A quick search of Fold3 produced one record for a Cpl. H. W. McCarty of Co. A, 62nd Tennessee Mounted Infantry, Rowan's Regiment, 80th Tennessee Infantry of the CSA.
Friday, August 10, 2012
Photo of four men in a wagon which was presumably taken in Fulton, Kentucky since the photographer's information printed on the card is H. A. Stewart, Fulton, KY.

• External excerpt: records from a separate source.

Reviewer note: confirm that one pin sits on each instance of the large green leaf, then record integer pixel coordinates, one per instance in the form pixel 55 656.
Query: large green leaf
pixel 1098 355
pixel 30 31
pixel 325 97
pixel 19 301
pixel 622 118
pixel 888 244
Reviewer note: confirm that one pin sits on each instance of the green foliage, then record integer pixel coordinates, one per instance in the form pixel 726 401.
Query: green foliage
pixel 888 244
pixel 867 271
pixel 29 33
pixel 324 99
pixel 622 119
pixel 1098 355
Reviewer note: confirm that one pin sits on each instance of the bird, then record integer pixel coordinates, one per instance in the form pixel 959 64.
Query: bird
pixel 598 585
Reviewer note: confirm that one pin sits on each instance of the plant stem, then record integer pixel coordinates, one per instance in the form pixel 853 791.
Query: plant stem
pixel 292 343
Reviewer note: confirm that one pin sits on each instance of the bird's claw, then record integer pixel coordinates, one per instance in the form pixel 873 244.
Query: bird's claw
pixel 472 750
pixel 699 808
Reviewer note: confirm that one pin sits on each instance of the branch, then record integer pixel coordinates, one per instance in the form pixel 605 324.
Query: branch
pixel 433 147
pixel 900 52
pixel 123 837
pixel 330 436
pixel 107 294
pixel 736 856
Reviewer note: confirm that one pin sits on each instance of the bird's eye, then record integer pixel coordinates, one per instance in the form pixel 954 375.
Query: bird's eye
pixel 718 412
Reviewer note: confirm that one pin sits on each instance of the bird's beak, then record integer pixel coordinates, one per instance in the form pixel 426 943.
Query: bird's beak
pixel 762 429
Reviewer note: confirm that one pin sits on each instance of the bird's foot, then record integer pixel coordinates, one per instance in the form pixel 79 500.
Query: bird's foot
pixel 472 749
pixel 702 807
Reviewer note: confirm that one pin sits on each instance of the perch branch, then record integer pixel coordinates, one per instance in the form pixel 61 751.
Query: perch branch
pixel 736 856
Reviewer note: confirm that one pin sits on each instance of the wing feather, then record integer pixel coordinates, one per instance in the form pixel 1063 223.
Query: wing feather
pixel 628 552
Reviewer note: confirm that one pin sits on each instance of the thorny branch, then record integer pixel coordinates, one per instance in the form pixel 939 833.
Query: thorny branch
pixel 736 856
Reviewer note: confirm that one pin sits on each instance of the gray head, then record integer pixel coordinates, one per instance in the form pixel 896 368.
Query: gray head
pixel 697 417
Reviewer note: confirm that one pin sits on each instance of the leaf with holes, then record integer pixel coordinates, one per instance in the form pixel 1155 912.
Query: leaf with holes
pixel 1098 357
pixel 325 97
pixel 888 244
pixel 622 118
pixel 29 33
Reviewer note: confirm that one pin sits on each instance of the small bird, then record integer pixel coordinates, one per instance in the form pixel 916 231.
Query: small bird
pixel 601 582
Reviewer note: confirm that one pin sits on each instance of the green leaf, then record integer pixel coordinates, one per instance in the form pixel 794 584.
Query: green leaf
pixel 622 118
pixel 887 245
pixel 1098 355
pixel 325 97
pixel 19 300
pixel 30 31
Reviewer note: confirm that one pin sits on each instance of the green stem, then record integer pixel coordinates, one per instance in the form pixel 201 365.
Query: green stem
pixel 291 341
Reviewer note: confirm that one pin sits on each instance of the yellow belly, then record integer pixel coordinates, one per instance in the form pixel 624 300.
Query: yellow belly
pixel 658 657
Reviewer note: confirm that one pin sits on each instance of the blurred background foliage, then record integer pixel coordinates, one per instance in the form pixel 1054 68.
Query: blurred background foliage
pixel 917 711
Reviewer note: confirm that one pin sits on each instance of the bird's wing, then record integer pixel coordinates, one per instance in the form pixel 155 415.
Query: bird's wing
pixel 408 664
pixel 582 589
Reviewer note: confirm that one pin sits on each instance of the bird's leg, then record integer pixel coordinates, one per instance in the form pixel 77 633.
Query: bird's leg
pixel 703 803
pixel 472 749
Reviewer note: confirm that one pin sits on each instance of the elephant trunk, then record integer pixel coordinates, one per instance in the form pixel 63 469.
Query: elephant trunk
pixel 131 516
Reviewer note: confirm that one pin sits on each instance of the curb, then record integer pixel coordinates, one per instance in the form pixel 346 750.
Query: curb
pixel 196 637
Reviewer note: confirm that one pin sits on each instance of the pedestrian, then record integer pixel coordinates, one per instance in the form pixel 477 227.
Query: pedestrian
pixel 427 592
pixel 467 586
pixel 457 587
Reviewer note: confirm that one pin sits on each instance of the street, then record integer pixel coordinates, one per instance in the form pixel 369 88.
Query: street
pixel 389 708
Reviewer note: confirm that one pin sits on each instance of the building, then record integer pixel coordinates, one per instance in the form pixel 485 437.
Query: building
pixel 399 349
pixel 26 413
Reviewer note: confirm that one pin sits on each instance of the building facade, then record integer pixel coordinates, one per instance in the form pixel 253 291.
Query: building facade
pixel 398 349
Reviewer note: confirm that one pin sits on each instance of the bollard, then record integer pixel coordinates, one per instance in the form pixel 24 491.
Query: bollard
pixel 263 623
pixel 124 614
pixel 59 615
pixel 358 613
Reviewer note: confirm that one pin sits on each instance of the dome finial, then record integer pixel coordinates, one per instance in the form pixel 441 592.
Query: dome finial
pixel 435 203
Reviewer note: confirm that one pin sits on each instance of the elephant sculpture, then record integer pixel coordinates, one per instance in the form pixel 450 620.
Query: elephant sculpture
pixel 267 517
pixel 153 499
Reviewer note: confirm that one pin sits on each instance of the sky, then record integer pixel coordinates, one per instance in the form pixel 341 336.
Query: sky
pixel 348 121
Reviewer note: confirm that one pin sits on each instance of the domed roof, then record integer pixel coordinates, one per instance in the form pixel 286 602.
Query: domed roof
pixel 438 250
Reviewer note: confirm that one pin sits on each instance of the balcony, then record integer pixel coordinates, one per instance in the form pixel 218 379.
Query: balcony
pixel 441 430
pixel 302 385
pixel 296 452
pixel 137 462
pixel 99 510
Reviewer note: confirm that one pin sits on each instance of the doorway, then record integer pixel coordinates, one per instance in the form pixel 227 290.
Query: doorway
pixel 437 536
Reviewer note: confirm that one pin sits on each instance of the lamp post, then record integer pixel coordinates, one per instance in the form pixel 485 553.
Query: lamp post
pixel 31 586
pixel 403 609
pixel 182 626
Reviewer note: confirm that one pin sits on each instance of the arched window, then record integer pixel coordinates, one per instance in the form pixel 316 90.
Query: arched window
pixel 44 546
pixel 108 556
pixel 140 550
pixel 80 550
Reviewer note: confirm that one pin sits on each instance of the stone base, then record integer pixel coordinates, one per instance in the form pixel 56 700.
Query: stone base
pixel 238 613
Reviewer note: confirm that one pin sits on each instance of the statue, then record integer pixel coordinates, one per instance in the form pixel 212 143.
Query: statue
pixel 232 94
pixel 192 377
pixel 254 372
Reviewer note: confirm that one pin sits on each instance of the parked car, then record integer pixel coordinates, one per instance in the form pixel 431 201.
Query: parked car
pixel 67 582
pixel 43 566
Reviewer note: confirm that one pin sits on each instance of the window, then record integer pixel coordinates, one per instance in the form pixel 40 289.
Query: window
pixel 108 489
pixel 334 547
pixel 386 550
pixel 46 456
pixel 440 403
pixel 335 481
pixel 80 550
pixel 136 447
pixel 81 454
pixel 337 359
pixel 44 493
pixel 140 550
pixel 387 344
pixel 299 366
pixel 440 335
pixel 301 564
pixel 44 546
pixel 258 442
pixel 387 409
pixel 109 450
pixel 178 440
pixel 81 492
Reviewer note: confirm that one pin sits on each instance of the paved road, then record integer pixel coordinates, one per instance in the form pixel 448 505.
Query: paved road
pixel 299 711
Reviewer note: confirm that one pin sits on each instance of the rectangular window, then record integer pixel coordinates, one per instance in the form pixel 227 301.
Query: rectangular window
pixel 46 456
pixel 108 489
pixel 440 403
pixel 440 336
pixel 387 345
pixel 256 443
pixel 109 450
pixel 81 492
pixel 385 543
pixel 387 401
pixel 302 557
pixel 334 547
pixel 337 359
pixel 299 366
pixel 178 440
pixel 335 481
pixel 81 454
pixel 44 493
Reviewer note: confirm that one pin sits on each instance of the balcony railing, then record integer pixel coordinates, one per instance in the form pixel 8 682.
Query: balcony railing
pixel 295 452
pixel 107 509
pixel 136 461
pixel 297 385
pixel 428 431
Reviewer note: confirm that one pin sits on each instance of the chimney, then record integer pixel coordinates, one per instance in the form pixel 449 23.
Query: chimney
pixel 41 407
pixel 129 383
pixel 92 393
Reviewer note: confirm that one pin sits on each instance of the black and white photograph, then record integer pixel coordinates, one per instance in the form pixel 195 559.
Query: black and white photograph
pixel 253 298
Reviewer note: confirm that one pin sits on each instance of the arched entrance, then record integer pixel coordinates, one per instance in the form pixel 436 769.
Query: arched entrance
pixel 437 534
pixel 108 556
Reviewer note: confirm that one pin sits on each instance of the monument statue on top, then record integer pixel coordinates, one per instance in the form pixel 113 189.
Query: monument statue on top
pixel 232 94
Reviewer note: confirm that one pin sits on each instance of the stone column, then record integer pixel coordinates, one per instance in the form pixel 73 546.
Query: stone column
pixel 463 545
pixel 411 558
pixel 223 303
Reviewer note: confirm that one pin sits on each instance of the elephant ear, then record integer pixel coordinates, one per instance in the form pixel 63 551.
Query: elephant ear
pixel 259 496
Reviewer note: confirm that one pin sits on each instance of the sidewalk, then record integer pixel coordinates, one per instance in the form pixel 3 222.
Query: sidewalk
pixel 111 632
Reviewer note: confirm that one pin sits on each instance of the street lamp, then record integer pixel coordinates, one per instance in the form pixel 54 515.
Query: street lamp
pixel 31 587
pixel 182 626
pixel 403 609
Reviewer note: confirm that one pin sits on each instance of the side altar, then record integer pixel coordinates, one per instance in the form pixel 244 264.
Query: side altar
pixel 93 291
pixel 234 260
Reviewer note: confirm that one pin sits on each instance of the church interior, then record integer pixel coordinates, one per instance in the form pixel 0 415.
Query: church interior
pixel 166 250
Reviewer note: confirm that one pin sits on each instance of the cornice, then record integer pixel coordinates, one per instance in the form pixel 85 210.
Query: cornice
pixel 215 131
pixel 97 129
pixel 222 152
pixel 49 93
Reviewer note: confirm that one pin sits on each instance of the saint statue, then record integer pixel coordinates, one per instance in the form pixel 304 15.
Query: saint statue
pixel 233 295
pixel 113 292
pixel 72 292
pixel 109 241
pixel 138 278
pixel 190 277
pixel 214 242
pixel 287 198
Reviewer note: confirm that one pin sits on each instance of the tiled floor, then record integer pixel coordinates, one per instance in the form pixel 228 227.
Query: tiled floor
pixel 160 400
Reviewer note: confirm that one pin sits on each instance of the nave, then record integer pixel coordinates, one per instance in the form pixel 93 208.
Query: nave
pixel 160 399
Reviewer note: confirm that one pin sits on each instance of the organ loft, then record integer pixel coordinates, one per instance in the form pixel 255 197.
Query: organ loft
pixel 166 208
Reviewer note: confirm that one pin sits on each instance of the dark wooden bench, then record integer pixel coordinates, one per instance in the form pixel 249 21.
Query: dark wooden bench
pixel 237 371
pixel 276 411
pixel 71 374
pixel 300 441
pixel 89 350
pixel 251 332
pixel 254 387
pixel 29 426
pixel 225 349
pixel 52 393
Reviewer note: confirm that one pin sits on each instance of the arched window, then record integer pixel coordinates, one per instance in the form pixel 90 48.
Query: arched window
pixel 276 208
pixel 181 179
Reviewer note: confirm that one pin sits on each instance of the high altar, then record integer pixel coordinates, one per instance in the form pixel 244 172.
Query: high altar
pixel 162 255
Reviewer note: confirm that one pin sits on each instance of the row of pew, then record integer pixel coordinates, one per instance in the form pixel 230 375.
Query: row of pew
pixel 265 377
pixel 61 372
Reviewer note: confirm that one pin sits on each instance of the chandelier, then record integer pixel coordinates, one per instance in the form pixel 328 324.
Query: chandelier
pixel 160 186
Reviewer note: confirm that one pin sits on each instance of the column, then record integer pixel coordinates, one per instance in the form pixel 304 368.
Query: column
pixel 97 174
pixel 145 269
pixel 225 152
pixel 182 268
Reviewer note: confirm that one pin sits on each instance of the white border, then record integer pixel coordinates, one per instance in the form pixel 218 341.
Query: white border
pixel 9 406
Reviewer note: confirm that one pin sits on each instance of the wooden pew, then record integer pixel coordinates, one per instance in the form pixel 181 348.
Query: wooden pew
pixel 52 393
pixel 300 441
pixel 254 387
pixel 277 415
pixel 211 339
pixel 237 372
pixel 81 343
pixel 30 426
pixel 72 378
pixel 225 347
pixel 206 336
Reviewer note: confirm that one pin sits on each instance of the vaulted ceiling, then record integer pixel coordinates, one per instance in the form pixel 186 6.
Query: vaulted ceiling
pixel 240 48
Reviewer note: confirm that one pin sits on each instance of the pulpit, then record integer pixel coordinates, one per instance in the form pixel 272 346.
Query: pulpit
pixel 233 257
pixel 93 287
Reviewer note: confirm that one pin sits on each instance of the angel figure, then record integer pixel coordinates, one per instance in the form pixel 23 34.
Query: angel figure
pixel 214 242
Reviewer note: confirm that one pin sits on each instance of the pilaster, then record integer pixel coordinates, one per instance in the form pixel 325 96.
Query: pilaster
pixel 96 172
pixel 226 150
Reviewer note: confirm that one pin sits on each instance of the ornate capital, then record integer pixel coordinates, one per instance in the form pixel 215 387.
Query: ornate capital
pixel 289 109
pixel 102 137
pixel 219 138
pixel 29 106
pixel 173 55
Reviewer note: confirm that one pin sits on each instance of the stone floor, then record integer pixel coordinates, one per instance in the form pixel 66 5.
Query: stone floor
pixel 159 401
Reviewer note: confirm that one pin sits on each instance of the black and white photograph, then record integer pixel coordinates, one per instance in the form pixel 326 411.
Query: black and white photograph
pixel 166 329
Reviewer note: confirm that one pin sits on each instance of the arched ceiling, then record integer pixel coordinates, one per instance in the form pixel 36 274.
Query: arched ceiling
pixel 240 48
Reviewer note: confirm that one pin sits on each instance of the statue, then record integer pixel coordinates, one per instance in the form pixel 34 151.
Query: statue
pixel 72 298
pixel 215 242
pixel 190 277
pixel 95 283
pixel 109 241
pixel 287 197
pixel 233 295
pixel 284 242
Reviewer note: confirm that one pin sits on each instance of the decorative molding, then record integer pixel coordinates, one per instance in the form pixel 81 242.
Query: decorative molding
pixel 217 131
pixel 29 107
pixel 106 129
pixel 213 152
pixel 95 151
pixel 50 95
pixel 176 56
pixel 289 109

An attempt to date the photo only produced one individual living in Fulton County named H. A. Stewart in 1880; however, Henry A. Stewart was not a photographer but instead a black minister.
Thursday, August 9, 2012
This older lady's clothing appears to be from the late 1920's or early 1930's. There is no clue to her identity or the origin of the box in which the photo was found. This came from the same box that included the photo of the Elegant Unknown Young Woman - could this be her grandmother?
Wednesday, August 8, 2012
A young boy and girl, possibly brother and sister, with their dog. This photo was probably taken around the turn of the 20th century.
The photo is by T. O. Humphrey, Photographer, Wickliffe. T. O. Humphrey photographed several of the Kentucky scenes taken around Wickliffe that are part of the Ford Collection. Scenes from various parts of Kentucky were taken for display in the Kentucky Building at the Louisiana Purchase Exposition in St. Louis. The exposition was known as the St. Louis World's Fair. The photographs were taken between 1890 and 1903.
This photo came from a box of pictures and even the origins of the box are unknown. The elegantly dressed young woman of the photo appears to be wearing evening attire.
This photograph was probably taken sometime during the 1920's based solely upon the hairstyle.